Plans include a 4,000 room hotel and casino, three 400-room boutique hotels, 1,650 condominiums and 550,000 square feet of retail dining and entertainment area. The “Project CityCenter” as MGM officials call it, will remain in the 66-acres located between Belaggio and Monte Carlo, Las Vegas Strip. The Boardwalk hotel now occupies part of this area. The project will be developed in stages. The first phase, starting in 2010, is expected to create over 7,000 construction jobs and 12,000 permanent seats.

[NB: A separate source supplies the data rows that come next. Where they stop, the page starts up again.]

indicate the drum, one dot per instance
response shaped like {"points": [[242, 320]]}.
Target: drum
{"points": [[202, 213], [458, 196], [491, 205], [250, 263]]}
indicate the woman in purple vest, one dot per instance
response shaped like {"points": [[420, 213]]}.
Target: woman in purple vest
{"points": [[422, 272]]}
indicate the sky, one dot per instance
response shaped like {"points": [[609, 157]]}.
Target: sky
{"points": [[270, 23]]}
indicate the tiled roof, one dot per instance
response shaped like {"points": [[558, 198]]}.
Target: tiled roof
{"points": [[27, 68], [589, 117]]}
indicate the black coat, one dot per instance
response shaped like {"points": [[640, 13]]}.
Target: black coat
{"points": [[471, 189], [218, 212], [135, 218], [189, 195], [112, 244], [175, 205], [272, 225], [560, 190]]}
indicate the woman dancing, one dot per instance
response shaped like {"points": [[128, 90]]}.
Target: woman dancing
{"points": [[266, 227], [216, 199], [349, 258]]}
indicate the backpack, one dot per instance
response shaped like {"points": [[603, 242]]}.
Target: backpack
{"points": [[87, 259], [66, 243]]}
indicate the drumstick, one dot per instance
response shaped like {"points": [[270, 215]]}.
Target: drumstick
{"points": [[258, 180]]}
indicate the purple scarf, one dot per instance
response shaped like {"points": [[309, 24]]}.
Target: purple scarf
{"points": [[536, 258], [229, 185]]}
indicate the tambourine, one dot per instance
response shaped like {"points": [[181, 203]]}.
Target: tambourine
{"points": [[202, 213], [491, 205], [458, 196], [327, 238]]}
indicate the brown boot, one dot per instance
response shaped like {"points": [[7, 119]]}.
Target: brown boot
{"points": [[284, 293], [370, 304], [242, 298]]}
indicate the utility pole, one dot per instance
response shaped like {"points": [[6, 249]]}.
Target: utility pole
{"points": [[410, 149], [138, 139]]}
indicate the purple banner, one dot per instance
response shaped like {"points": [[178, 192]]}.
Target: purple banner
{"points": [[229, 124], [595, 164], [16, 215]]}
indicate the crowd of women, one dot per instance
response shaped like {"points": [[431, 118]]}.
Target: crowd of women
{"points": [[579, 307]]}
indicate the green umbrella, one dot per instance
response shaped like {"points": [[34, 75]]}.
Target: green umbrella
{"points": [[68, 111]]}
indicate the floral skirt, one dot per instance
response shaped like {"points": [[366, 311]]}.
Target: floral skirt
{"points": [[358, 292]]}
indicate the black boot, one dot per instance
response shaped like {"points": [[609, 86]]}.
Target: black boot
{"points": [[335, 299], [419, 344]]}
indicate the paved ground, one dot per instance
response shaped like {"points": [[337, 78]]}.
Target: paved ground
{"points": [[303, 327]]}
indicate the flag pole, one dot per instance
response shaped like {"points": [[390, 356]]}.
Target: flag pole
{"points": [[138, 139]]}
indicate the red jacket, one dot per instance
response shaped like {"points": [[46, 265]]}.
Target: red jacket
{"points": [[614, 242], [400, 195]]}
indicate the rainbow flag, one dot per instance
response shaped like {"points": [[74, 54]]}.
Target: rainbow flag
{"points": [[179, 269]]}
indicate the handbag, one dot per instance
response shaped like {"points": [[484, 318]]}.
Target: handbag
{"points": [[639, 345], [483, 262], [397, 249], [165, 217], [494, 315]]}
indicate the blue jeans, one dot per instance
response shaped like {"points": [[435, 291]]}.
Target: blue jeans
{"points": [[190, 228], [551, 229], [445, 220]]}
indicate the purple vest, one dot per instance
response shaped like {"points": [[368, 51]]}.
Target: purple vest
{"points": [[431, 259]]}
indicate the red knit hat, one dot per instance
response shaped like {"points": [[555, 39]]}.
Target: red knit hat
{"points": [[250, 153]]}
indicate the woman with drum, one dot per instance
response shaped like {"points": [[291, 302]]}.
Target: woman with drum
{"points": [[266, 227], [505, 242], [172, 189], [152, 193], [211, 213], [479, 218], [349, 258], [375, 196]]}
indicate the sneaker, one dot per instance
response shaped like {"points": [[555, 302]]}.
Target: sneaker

This will be the biggest employment opportunity in the history of Las Vegas. In comparison, “Project CityCenter” is the size of New York City’s Rockefeller Center, SoHo and Times Square combined. The history of Las Vegas began a hundred years ago, with a land plot auction. MGM Mirage down the cards for future project, the next question to ask is: How long will it be before a competitor has a similar scheme? “We hope they do, but I doubt it,” says Jim Murren, president and chief financial officer of MGM Mirage. Having the idea is a thing. It is much more important to have access to such capital expenditures, and a suitable property. Today, an acre in Las Vegas Strip is valued at $ 20 million. The estimated project cost is $ 4 billion.
The “Project CityCenter” seems to have ended the complex issue of capacity in Las Vegas, and opening a new era in the history of Sin City. It is now clear that Las Vegas is moving to become a major urban center in the U.S.. “It’s changing lifestyles,” MGM Mirage Chairman and Chief Executive Terry Lanni said. In the next 18 months, MGM Mirage will look around the world for a master architect, as well as for residential and hotel partners. Rick Gerson may find it difficult to be quoted properly.